Import cargo volume at the nation’s major retail container ports is expected to rise an unusually high 16.9% this month over the same time last year as West Coast ports begin to dig out from a backlog of cargo that built up during the just-concluded contract negotiations with dockworkers, according to the monthly Global Port Tracker report released by the National Retail Federation and Hackett Associates.
“The contract talks are over, but the tentative agreement still has to be ratified and it’s going to take months to get back to normal on the West Coast,” said Jonathan Gold, NRF vp/supply chain and customs policy. “Retailers’ immediate priority is to make sure spring merchandise reaches store shelves in time.”
Ports covered by Global Port Tracker handled 1.24 million Twenty-Foot Equivalent Units (TEU) in January, the latest month for which after-the-fact numbers are available. That was down 13.4% from December following the end of the holiday season and down 9.5% from January 2014. One TEU is one 20-foot-long cargo container or its equivalent.
February was estimated at 1.27 million TEU, up 2.3% from 2014. March is forecast at 1.52 million TEU as spring merchandise arrives, up 16.9% from last year. The March number is high both because of the backlog of ships at anchor waiting to be unloaded and because the annual Lunar New Year shutdown of Chinese factories was later this year, delaying some February cargo into March, according to Global Port Tracker.

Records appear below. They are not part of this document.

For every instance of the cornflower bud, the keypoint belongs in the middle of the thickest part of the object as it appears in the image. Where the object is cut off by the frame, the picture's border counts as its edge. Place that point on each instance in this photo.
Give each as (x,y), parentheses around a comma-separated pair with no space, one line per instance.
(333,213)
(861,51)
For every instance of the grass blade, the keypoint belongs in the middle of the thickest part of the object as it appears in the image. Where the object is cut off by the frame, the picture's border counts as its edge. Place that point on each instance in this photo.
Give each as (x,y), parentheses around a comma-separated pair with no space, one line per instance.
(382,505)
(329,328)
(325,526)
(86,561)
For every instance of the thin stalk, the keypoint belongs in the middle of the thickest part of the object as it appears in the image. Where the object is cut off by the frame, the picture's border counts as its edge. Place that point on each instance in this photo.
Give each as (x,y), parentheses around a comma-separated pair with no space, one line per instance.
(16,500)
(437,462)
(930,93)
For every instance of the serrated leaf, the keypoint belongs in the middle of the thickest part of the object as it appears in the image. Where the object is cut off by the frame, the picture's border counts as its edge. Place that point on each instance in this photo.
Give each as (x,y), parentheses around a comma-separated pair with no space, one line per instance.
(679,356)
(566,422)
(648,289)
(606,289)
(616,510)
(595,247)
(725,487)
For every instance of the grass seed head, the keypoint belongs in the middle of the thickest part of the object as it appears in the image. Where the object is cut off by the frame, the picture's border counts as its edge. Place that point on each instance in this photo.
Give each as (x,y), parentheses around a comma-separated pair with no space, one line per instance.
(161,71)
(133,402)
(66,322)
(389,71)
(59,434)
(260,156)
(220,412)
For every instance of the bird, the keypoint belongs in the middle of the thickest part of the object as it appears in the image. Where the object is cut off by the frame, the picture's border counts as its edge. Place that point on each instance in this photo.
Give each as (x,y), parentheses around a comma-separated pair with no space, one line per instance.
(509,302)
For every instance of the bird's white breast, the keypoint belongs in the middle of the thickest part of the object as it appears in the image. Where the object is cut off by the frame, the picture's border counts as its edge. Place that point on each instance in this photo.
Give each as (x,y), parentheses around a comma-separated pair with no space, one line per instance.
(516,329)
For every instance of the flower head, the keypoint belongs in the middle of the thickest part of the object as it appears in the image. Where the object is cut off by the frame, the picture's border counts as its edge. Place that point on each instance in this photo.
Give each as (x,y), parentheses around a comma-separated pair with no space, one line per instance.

April is forecast at 1.51 million TEU, up 5.2%; May at 1.57 million TEU, up 6.1%; June also at 1.57 million TEU, up 6%, and July at 1.6 million TEU, up 6.7%.
Overall, the first half of 2015 is forecast at 8.7 million TEU, an increase of 4.5% over the same period last year.
Congestion at West Coast ports has prompted many importers to shift their cargo elsewhere, prompting speculation on how long the shift might last. West Coast ports handled 55% of cargo this January, down from 64% during the same month in 2014, while East Coast ports handled 45%, up from 36%.
“Importers and exporters are reviewing their supply chain plans for the future, and not necessarily in favor of the West Coast,” Hackett Associates founder Ben Hackett said. “Looking on the practical side, a number of factors favor a return to the West Coast.”
Hackett said sending ships from Asia to the East Coast is more expensive than the West Coast, takes longer, and results in higher expenses to move the cargo to Midwest distribution centers by rail. In addition, importers have significant investments in West Coast distribution centers that would not easily be abandoned, noted Hackett.